The godlike Nestor and myself alone
Rivalled him in debate. And when we fought
About the city walls, he loitered not
Among the others in the numerous host,
But hastened on before them, giving place
To no man there in valor. Many men
He slew in desperate combat, whom to name
Were past my power, so many were they all
Whom in the cause of Greece he struck to earth.

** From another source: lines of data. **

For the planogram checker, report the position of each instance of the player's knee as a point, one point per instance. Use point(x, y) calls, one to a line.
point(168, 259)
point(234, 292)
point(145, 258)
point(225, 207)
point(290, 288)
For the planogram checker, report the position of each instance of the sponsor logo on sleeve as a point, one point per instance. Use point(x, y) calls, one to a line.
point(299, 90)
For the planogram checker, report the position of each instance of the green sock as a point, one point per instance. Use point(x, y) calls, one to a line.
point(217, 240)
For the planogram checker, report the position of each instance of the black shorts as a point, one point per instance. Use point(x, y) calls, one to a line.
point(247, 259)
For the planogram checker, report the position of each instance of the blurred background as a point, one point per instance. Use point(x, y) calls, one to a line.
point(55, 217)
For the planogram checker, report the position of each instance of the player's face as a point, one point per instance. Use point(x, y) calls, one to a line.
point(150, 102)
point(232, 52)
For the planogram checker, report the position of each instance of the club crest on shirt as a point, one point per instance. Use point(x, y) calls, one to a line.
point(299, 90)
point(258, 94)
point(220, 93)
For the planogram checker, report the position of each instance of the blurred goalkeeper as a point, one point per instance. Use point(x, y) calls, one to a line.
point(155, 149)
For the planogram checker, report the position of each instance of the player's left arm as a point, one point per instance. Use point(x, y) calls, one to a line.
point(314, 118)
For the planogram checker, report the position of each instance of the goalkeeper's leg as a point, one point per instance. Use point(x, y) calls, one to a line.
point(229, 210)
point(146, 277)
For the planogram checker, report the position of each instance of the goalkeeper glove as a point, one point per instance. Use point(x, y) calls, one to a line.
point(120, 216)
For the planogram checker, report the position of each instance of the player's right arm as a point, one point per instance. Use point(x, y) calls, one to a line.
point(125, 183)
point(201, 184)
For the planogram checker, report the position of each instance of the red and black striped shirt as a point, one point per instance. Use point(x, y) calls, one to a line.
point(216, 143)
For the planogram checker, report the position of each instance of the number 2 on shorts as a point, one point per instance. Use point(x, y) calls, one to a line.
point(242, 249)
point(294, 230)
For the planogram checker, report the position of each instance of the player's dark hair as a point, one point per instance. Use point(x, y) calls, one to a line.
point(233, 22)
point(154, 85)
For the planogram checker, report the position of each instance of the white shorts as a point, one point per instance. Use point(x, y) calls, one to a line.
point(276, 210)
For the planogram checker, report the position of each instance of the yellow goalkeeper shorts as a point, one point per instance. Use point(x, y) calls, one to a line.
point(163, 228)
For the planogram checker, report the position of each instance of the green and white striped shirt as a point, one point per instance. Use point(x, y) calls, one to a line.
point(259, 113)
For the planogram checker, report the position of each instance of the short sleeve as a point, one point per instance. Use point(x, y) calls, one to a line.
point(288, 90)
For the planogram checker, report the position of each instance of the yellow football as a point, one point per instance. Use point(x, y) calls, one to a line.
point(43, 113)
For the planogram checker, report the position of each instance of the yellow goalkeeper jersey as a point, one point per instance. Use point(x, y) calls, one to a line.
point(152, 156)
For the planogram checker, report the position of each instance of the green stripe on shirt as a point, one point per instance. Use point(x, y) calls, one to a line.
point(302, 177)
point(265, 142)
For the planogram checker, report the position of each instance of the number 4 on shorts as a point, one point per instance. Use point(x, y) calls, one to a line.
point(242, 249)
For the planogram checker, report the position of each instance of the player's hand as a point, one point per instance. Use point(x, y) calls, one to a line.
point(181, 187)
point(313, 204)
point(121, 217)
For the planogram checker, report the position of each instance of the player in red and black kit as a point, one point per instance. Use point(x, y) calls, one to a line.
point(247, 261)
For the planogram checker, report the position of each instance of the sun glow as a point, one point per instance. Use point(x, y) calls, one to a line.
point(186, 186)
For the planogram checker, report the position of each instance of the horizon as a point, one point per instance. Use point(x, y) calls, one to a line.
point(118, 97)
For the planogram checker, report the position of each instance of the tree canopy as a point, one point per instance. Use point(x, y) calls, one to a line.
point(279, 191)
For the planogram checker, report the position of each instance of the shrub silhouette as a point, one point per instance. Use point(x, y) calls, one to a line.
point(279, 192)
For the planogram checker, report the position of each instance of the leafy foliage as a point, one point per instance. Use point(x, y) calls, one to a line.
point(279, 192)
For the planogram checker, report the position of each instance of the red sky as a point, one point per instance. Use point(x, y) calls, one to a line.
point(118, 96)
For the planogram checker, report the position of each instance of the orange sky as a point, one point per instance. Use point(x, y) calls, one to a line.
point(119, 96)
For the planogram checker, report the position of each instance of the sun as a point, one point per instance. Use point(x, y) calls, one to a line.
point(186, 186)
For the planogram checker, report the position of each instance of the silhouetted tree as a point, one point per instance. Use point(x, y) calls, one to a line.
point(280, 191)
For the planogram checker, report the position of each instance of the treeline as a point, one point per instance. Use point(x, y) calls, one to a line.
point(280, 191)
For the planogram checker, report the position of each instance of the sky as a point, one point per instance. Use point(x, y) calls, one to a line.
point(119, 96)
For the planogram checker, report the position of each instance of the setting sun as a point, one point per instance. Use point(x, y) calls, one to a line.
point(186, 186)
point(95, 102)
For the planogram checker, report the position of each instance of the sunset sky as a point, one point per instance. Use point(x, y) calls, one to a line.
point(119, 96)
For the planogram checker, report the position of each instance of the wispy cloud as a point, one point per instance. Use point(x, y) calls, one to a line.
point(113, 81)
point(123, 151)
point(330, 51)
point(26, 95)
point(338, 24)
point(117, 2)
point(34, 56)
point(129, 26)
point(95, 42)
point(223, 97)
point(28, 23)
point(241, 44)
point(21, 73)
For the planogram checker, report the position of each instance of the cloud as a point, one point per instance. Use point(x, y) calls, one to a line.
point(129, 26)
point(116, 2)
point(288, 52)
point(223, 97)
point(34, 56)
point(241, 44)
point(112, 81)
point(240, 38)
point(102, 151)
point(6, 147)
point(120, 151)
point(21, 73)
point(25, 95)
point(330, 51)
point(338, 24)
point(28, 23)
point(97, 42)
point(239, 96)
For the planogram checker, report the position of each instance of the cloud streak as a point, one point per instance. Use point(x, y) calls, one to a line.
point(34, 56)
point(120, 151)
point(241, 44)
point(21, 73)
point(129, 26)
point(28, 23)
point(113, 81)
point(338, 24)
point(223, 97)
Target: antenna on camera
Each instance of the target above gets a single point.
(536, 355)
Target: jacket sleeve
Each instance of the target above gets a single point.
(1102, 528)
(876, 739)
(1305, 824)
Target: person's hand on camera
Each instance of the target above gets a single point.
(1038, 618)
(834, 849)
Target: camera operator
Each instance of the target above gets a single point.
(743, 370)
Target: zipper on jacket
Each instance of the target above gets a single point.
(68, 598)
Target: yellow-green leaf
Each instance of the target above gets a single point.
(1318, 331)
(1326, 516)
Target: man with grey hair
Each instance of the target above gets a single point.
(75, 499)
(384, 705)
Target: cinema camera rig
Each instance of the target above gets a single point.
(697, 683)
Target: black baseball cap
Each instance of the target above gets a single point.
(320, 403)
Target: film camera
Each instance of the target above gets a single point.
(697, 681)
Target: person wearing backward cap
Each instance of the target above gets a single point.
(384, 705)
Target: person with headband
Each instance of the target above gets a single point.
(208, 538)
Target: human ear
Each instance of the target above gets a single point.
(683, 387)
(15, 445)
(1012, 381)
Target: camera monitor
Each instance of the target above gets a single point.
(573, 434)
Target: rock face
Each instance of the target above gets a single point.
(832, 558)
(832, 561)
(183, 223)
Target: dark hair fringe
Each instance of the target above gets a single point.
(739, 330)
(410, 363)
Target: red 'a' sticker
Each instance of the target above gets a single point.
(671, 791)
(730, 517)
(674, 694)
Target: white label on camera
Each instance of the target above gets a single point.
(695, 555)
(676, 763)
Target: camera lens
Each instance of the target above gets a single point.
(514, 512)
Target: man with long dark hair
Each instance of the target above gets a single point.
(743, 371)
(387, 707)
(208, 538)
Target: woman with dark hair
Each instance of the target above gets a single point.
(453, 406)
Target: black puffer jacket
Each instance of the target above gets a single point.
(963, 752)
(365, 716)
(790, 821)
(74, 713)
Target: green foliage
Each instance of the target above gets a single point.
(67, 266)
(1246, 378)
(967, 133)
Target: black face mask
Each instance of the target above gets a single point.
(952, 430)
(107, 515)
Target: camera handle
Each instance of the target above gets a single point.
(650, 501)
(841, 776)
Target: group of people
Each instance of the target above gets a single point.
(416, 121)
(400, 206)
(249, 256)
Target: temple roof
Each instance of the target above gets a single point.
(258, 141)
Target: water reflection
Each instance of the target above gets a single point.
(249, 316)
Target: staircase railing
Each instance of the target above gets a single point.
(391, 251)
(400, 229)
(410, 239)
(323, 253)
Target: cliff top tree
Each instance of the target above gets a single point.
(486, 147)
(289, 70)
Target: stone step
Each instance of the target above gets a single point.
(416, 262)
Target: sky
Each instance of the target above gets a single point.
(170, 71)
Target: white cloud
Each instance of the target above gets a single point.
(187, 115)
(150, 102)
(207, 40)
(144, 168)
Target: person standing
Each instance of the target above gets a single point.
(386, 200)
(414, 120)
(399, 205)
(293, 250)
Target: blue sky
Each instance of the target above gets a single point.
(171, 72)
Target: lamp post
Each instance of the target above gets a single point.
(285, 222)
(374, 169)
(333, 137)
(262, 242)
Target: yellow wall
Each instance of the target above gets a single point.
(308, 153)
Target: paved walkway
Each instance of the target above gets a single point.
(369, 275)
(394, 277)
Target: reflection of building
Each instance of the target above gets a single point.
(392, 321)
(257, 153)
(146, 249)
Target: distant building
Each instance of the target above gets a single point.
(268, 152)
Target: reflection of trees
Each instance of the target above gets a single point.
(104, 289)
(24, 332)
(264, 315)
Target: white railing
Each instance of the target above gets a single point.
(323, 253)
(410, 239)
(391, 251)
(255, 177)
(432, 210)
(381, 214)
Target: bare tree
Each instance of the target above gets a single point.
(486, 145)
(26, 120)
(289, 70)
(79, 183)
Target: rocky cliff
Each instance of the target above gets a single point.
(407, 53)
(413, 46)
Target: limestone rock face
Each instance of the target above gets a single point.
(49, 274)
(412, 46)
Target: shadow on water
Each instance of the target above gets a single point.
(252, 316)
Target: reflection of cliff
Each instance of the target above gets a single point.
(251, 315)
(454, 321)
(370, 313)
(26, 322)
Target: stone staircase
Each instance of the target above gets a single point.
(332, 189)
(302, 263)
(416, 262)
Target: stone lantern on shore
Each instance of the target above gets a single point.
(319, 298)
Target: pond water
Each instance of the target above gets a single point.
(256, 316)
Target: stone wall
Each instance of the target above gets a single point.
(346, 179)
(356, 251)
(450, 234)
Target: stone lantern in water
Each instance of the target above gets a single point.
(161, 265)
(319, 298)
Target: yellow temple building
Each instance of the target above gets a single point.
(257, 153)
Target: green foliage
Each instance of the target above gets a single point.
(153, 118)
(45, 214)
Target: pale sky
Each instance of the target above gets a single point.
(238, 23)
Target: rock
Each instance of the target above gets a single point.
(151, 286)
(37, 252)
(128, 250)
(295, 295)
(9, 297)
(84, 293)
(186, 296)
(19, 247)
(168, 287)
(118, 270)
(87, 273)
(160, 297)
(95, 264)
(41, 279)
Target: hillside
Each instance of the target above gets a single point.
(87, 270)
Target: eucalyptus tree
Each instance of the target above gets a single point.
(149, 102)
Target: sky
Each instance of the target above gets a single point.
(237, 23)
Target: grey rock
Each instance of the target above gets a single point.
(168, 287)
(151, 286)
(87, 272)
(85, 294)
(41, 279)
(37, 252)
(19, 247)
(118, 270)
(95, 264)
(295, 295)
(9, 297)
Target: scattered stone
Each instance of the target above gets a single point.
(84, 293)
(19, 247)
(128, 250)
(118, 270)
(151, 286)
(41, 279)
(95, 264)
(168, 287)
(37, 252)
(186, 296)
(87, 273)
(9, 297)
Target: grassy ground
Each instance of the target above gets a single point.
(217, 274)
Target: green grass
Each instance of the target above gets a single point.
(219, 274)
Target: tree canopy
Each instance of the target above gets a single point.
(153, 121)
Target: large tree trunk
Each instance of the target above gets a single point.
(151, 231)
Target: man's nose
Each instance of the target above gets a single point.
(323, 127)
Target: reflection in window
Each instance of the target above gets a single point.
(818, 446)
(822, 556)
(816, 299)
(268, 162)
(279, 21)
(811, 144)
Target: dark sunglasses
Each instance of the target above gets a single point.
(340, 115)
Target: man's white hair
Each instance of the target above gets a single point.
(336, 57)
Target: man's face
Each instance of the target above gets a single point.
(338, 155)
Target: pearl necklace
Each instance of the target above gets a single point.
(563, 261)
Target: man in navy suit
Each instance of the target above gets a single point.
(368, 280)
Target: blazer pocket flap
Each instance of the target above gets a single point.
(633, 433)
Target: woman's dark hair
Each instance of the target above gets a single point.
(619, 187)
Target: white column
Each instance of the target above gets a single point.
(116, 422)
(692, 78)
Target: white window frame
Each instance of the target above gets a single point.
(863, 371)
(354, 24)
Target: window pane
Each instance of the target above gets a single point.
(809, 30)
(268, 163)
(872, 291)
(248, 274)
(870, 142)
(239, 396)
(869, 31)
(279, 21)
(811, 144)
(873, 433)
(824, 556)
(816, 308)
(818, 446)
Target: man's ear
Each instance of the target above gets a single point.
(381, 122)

Yet one I name, Eurypylus, the son
Of Telephus, who perished by his sword
With many of his band, Citeians, led
To war because of liberal gifts bestowed
Upon their chieftain’s wife; the noblest he
Of men, in form, whom I have ever seen,
Save Memnon. When into the wooden steed,
Framed by Epeius, we the chiefs of Greece
Ascended, and to me was given the charge
Of all things there, to open and to shut
The close-built fraud, while others of high rank
Among the Greeks were wiping off their tears,
And their limbs shook, I never saw thy son
Turn pale in his fine face, or brush away
A tear, but he besought me earnestly
That he might leave our hiding-place, and grasped
His falchion’s hilt, and lifted up his spear
Heavy with brass, for in his mind he smote
The Trojan crowd already. When at last
We had o’erthrown and sacked the lofty town
Of Priam, he embarked upon a ship,
With all his share of spoil—a large reward—
Unhurt, not touched in combat hand to hand,
Nor wounded from afar, as oftentimes
Must be the fortune of a fight, for Mars
Is wont to rage without regard to men.’
“I spake. The soul of swift Aeacides
Over the meadows thick with asphodel
Departed with long strides, well pleased to hear
From me the story of his son’s renown.
“The other ghosts of those who lay in death
Stood sorrowing by, and each one told his griefs;
But that of Ajax, son of Telamon,
Kept far aloof, displeased that I had won
The victory contending at the fleet
Which should possess the arms of Peleus’ son.
His goddess-mother laid them as a prize
Before us, and the captive sons of Troy
And Pallas were the umpires to award
The victory. And now how much I wish
I had not conquered in a strife like that,
Since for that cause the dark earth hath received
The hero Ajax, who in nobleness
Of form and greatness of exploits excelled
All other Greeks, except the blameless son
Of Peleus. Then I spake in soothing words:—
“ ‘O Ajax, son of blameless Telamon!
Wilt thou not even in death forget the wrath
Caused by the strife for those accursed arms?
The gods have made them fatal to the Greeks,
For thou, the bulwark of our host, didst fall,
And we lamented thee as bitterly
When thou wert dead as we had mourned the son
Of Peleus. Nor was any man to blame;
’Twas Jupiter who held in vehement hate
The army of the warlike Greeks, and laid
This doom upon thee. Now, O king, draw near,
And hear our voice and words, and check, I pray,
The anger rising in thy generous breast.’
“I spake; he answered not, but moved away
To Erebus, among the other souls
Of the departed. Yet would I have had
Speech of him, angry as he was, or else
Have spoken to him further, but my wish
Was strong to see yet others of the dead.
“Then I beheld the illustrious son of Jove,
Minos, a golden sceptre in his hand,
Sitting to judge the dead, who round the king
Pleaded their causes. There they stood or sat
In Pluto’s halls—a pile with ample gates.
“And next I saw the huge Orion drive,
Across the meadows green with asphodel,
The savage beast whom he had slain; he bore
The brazen mace, which no man’s power could break.
“And Tityus there I saw—the mighty earth
His mother—overspreading, as he lay,
Nine acres, with two vultures at his side,
That, plucking at his liver, plunged their beaks
Into the flesh; nor did his hands avail
To drive them off, for he had offered force
To Jove’s proud wife Latona, as she went
To Pytho, through the pleasant Panopeus.